Neither the Clerk of the North Ridgeville Council nor North Ridgeville has any duty under the ordinances to remove the PCD classification from the Waterbury or the Meadow Lakes property. In fact, the clerk had an express duty under Section A.08 of Ordinance No. 3491-99 to include notations for PCD zoning for these developments when the ordinances approving the preliminary development plans were passed by the city council. That section states, “Following approval of the application by Council, the Clerk shall cause a notation to be made on the Zoning Map to reflect the area which is included in the approved preliminary plan in a PCD District.”

Moreover, “[wjhere parties to a mandamus action are also parties, or may be joined as parties, in a previously filed declaratory judgment action involving the same subject matter, a court, in the exercise of its discretion, may refuse to issue a writ of mandamus.” State ex rel. Bennett v. Lime (1978), 55 Ohio St.2d 62, 9 O.O.3d 69, 378 N.E.2d 152, syllabus; State ex rel. Huntington Ins. Agency, Inc. v. Duryee (1995), 73 Ohio St.3d 530, 537, 653 N.E.2d 349, 356. Relators are parties to a pending, previously filed declaratory judgment action in common pleas court, and they can raise their claims challenging respondents’ interpretation of the ordinances or their constitutionality in that action. See State ex rel. Grendell v. Davidson (1999), 86 Ohio St.3d 629, 635, 716 N.E.2d 704, 710 (“constitutional challenges to legislation are normally considered in an action in a court of common pleas rather than an extraordinary writ action filed here”); State ex rel. Linndale v. Teske (1995), 74 Ohio St.3d 1415, 655 N.E.2d 736. And like Grendell, 86 Ohio St.3d at 635, 716 N.E.2d at 710, this case does not involve a public right of the magnitude at issue in State ex rel. Ohio Academy of Trial Lawyers v. Sheward (1999), 86 Ohio St.3d 451, 715 N.E.2d 1062.

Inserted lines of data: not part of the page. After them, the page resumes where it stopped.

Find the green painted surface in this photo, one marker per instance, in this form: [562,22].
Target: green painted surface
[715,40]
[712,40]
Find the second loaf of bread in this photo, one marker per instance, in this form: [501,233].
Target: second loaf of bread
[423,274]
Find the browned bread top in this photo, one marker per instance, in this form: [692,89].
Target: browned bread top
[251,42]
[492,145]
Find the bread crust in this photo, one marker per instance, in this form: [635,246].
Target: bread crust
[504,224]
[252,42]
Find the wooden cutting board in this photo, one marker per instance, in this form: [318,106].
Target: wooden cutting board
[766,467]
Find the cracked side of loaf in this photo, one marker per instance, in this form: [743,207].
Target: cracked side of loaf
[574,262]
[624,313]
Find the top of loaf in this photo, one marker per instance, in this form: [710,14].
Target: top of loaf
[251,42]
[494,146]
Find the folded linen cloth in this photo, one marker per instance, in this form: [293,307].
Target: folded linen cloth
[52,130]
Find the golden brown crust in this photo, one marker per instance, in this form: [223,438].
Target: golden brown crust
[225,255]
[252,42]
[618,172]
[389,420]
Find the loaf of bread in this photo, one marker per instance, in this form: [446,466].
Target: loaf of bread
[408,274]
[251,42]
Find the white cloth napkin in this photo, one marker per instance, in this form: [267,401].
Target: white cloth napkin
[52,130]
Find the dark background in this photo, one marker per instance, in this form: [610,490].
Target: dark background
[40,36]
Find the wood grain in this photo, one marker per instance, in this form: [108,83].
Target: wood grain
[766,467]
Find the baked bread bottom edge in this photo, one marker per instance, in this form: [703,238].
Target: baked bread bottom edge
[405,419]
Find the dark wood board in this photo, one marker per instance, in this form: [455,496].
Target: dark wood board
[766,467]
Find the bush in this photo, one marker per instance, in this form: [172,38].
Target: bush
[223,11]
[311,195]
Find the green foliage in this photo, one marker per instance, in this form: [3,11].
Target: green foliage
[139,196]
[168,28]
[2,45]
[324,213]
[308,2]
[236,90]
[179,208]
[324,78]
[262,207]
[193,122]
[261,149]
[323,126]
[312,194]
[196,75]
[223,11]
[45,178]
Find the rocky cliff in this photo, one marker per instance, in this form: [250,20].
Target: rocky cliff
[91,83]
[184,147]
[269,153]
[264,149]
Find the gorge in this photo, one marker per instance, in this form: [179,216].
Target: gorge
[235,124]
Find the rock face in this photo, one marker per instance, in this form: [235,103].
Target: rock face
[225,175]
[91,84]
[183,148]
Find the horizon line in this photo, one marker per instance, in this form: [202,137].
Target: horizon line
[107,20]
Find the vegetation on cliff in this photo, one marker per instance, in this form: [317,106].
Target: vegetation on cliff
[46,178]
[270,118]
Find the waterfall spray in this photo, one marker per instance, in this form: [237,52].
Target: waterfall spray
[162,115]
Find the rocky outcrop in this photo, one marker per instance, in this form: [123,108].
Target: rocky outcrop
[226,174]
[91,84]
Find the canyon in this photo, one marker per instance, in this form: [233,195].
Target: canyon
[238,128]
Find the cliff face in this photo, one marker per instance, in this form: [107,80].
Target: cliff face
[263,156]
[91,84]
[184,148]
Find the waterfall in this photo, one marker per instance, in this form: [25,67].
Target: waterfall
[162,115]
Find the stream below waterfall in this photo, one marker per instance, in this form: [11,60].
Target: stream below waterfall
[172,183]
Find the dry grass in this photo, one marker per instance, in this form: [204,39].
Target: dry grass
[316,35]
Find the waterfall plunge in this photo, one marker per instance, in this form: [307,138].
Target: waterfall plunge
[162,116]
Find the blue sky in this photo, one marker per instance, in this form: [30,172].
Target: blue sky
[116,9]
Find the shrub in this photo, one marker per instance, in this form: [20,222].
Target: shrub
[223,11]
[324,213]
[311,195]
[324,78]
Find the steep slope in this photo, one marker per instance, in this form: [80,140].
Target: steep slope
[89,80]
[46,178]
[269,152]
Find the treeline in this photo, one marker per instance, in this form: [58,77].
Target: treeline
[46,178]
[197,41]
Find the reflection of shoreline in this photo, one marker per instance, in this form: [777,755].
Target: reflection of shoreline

Finally, our judgment in State ex rel. Commt. for the Referendum of Ordinance No. 3543-00 v. White (2000), 90 Ohio St.3d 212, 736 N.E.2d 873, is not res judicata because we did not enter judgment on these claims in that cause.

Based on the foregoing, we dismiss the cause. This renders moot the remaining motions.

Cause dismissed.

Moyer, C.J., Resnick, F.E. Sweeney, Pfeifer and Lundberg Stratton, JJ., concur. Douglas and Cook, JJ., concur in judgment. Phillips & Co., L.P.A., and Gerald W. Phillips, for relators. Eric H. Zagrans, North Ridgeville Law Director, for respondents.